Our shopper marketing specialists at Integer constantly engage in market education on the store’s potential as a new marketing medium and increasingly find they are talking to the converted. Retailers and brands focus on what works – and shopper marketing clearly does, as indicated by the latest POPAI study. Its findings show that shoppers invest less time on shopping trips, but spend more money per trip.

Our Integer colleagues say this sharpens the challenge. You may not have much time, but there’s a bigger reward for getting it right – a major reason for growing calls on Integer expertise. The store is a medium and (as with all media) clutter is a problem. The shopper confronts thousands of SKUs (stock-keeping units to retailers; products to you and me). Time-pressed shoppers therefore need help with store navigation. Not all stores respond. POPAI says retailers don’t fully maximise “the multitude of opportunities to enhance the in-store experience”.

The creative challenge, says POPAI, is to turn the subconscious shopper into the conscious buyer. Jason Frichol, MD of Integer South Africa, tells me the big creative leap springs from the realisation that speaking to the consumer and speaking to the shopper are two different things.

You have to do more than capture attention; you also have to capture the shopper’s purse. One of North America’s leading practitioners in the field summarised the creative brief quite succinctly. They didn’t say it was as easy as 1, 2, 3, but it does involve the ‘rule of 3, 4, 5’. The message has to be absorbed and understood in less than three seconds, must be visible from four paces away and you have to say it in less than five words.
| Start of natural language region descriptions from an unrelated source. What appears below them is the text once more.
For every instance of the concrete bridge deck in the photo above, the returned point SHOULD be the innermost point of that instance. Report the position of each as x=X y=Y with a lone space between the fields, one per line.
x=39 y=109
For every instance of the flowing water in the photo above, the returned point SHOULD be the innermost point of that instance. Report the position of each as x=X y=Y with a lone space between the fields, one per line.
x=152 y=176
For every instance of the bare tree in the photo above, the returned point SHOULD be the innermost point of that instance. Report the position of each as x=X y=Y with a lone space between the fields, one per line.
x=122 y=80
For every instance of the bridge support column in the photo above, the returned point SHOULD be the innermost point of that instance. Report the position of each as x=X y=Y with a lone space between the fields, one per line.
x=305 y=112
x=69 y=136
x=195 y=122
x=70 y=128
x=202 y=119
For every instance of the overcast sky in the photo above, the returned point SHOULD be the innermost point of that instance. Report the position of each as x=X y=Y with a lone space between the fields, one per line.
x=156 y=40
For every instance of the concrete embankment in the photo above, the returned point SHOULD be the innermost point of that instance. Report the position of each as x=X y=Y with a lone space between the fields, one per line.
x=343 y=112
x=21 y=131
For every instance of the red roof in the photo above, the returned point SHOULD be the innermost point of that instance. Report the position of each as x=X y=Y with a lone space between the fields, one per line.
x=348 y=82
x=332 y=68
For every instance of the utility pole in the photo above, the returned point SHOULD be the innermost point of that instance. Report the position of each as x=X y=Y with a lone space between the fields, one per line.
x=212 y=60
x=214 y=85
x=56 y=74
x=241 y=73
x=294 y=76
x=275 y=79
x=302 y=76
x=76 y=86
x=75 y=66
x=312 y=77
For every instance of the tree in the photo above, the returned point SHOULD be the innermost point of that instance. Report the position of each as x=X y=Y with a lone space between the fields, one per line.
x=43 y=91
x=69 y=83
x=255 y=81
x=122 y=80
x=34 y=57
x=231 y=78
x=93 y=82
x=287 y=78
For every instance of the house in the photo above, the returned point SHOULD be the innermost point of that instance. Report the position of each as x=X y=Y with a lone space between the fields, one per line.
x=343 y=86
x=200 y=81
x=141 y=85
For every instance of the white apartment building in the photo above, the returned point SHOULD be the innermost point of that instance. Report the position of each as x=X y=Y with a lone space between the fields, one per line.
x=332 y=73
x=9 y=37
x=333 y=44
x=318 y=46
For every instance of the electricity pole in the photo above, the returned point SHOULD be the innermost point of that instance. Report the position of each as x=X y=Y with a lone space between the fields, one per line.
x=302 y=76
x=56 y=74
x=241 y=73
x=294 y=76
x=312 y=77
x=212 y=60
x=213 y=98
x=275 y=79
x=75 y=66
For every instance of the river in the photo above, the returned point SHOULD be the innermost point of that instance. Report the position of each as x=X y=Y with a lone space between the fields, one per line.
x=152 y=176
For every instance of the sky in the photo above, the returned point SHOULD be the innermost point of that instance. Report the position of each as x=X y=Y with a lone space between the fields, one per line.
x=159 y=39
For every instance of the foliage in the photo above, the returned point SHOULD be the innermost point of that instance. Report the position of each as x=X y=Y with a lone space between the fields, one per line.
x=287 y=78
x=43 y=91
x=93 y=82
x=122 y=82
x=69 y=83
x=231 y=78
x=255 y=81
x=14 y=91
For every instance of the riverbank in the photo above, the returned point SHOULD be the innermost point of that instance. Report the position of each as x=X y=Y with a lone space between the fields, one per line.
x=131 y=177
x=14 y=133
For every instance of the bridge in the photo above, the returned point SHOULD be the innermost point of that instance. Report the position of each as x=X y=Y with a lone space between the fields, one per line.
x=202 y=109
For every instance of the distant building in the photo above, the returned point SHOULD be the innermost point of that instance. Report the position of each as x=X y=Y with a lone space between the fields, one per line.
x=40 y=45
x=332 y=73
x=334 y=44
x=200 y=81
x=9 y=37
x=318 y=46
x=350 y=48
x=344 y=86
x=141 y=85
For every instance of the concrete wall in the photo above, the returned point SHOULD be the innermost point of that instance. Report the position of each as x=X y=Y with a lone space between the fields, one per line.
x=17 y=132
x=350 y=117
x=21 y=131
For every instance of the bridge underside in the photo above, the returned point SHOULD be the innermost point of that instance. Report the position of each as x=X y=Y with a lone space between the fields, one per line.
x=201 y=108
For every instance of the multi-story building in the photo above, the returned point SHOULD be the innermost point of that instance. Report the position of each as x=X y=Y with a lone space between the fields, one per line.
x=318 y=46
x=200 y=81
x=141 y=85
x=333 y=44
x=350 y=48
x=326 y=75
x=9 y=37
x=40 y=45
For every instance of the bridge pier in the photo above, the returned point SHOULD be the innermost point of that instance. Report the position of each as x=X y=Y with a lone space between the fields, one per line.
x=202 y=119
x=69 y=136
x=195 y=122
That’s a challenge, but the reward for success is substantial. POPAI says 57% of shoppers still spend more than they planned and those who overspend on impulse items do so by more than 200% of what they expected to spend on impulse buys. Other US research says experience at consumer goods companies indicates effective shopper marketing can grow a brand’s revenue 25% faster than the overall category.

No wonder telling and selling are merging. Shopping doesn’t just happen within the aisles of a store, nor does it only happen online. It’s a continuum – one that’s not always linear or logical, but one that is constant. We call this The Shopper Continuum.